Back to the Raw Data
WuXi NextCODE was the other runner-up. WuXi NextCODE enjoyed the challenge, Hannes Smárason, the company’s CEO said, and was pleased that it drew attention to the need for genomic diagnostics.
"What sets our approach apart is making solving tough cases scalable. So we were very happy to have the chance to demonstrate our unique approach and world-class genome interpretation system as one of the winners,” Smarason said via email. “We hope that doing so helps to advance that goal of bringing genome diagnostics closer to being standard of care in undiagnosed diseases."
Alan Beggs said that WuXi NextCODE’s report stood out because it identified a possible intragenic deletion in a gene on the X chromosome in a male patient. “The deletion—if it exists—is a mosaic, de novo deletion,” Beggs said. “The reason they were able to do that is they looked at the individual reads and calculated read density across a number of genes. They went back to the raw data!”

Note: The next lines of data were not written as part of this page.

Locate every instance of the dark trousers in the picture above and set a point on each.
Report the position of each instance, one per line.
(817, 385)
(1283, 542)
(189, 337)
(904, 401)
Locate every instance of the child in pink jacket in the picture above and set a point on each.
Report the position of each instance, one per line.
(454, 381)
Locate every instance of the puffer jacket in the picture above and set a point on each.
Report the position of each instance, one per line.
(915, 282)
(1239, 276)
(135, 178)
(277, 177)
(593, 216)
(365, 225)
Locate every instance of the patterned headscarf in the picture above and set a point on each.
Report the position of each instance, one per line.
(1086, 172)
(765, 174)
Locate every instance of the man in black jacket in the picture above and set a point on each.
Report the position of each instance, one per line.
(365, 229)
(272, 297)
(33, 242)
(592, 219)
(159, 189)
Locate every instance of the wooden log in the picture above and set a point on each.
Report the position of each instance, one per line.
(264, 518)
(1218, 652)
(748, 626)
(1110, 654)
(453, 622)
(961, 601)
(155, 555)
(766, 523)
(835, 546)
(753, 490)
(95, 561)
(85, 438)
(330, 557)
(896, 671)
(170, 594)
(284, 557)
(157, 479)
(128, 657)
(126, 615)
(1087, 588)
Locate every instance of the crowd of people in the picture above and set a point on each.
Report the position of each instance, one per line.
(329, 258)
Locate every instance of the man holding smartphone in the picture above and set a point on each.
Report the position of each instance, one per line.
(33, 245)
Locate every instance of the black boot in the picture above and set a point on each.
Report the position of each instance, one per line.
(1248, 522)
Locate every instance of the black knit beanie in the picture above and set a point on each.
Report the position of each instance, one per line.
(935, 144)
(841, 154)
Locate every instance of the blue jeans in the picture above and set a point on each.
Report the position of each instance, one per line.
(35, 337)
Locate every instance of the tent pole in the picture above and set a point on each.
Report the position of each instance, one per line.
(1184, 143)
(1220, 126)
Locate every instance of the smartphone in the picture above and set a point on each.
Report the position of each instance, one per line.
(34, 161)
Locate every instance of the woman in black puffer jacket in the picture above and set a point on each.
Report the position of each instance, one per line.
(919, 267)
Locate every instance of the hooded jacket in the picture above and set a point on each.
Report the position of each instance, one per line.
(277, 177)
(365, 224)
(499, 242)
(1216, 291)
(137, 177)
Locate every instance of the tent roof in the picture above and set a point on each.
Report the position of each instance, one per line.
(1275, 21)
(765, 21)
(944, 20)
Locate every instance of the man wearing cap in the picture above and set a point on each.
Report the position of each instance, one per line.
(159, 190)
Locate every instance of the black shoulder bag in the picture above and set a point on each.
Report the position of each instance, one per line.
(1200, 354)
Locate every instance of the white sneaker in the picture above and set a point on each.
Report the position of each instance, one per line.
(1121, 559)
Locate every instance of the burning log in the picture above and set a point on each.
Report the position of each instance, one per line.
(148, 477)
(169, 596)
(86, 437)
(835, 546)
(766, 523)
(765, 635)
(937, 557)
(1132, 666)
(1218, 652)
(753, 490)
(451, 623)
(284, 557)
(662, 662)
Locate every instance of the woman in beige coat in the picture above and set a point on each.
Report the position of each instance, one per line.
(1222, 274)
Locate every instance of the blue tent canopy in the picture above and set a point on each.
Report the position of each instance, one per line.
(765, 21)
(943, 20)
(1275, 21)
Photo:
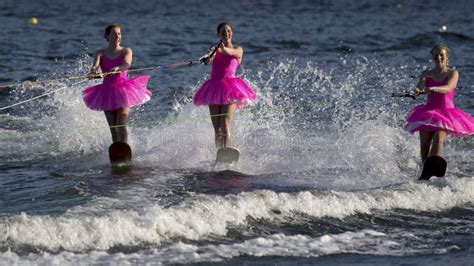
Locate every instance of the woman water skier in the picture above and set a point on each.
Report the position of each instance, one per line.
(224, 92)
(438, 118)
(117, 93)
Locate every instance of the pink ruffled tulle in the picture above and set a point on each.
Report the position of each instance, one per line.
(224, 91)
(120, 92)
(455, 121)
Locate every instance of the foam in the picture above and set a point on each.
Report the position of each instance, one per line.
(280, 245)
(200, 216)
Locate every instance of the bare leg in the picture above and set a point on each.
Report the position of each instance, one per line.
(438, 143)
(111, 118)
(121, 122)
(425, 144)
(215, 111)
(226, 123)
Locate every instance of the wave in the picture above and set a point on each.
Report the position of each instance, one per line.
(201, 216)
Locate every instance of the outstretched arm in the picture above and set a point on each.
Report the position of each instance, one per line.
(237, 52)
(453, 78)
(96, 63)
(420, 87)
(127, 61)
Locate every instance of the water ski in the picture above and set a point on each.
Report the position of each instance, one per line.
(227, 155)
(434, 166)
(120, 152)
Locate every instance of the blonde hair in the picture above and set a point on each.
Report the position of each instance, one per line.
(109, 28)
(441, 46)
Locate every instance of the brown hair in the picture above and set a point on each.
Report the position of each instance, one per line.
(440, 46)
(109, 28)
(222, 25)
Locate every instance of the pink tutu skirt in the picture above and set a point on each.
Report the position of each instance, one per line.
(224, 91)
(455, 121)
(117, 92)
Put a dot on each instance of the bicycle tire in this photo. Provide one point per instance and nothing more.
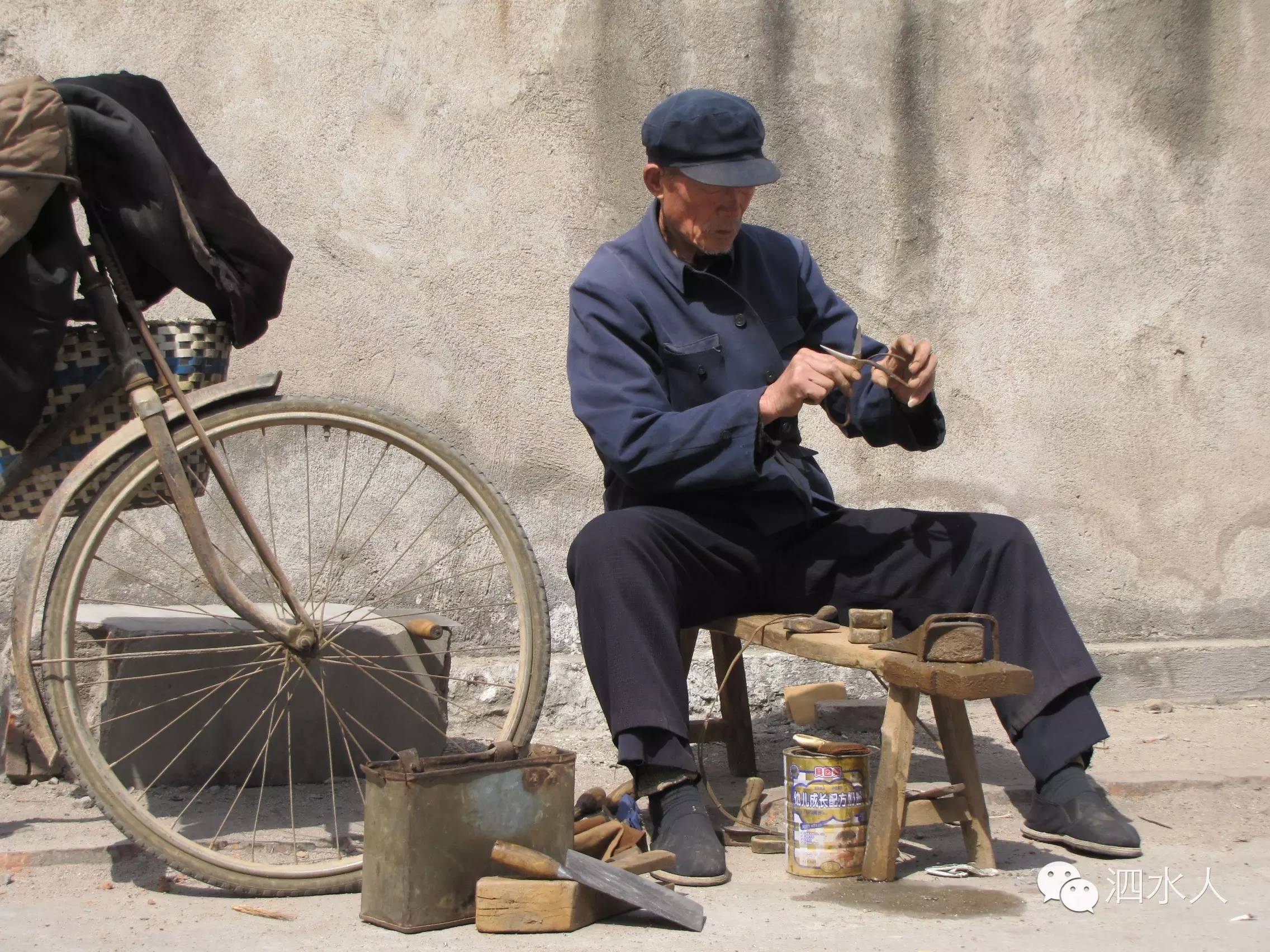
(75, 738)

The deletion is only a possibility, but it’s one of the findings Beggs is most excited about. “We are now experimentally confirming it,” he said. “Whether or not it’s real, it’s very meaningful that they identified it and flagged it… WuXi NextCODE is the only team that reported that and we happen to think it’s a strong candidate. It may still turn out not to be real; it hasn’t been confirmed. But it’s suspicious enough and relevant enough that they got credit for that.”
Focused on Caring
WuXi NextCODE’s finding was for a patient named Jeremy, a seven-year-old boy whose medical issues began at birth. Jeremy was tiny when he was born, and didn’t gain weight well. He became blind by 4 months old due to craniosynostosis, in which the plates that form the skull fuse too soon, putting pressure on the brain, which has no space to expand. Jeremy has had 38 surgeries to date, many to separate the skull bones and relieve the pressure. After surgery, his symptoms are relieved for a time and his vision returns, but his skull bones have repeatedly re-fused, causing the pressure in his head to increase again.
Angela Hobbs, Jeremy’s mother, said the family has crisscrossed the country looking for answers from doctors in Texas, Washington, D.C., Ohio and more over the past seven years. The family had already had many genetic tests done including whole exome sequencing, but the CLARITY challenge marked their first whole genome sequencing. Jeremy, his parents, and one of his siblings were sequenced.
The Hobbses have enrolled Jeremy in the Manton Center, where Beggs said they hope to confirm the mutation in his blood, saliva and possibly a skin sample, and then to determine the degree of mosaicism and the mutation’s role in Jeremy's health problems.
Angela Hobbs said the family is surprised and excited about the path forward. “He’s just had so much testing done before, and we were used to getting: ‘Sorry we didn’t find anything.’ We didn’t want to get our hopes up.”
The reports generated as part of the challenge haven’t been returned to the families, but Angela sees other best practices in the CLARITY model that she hopes will catch on in rare disease diagnosis. Her experience with CLARITY was different from previous research studies Jeremy was a part of that she described as “competitive and closed.”
“We’ve been in other research studies that we were excited about, then when it happened they wouldn’t give us any information, or tell any of our doctors any information because they said, ‘It’s a research study; we would only tell you if we were sure about a finding.’ I understand they don’t have anything major to tell us, but we wanted some information. We think, ‘Why did we put our son through this?’” Hobbes said. “This study has been so focused on caring for our son, and not focused on research groups wanting to write a research paper and keep everything completely silent. But this study, immediately from the start, as soon as they had sequencing results they forwarded it to our doctors. It’s just been so great.”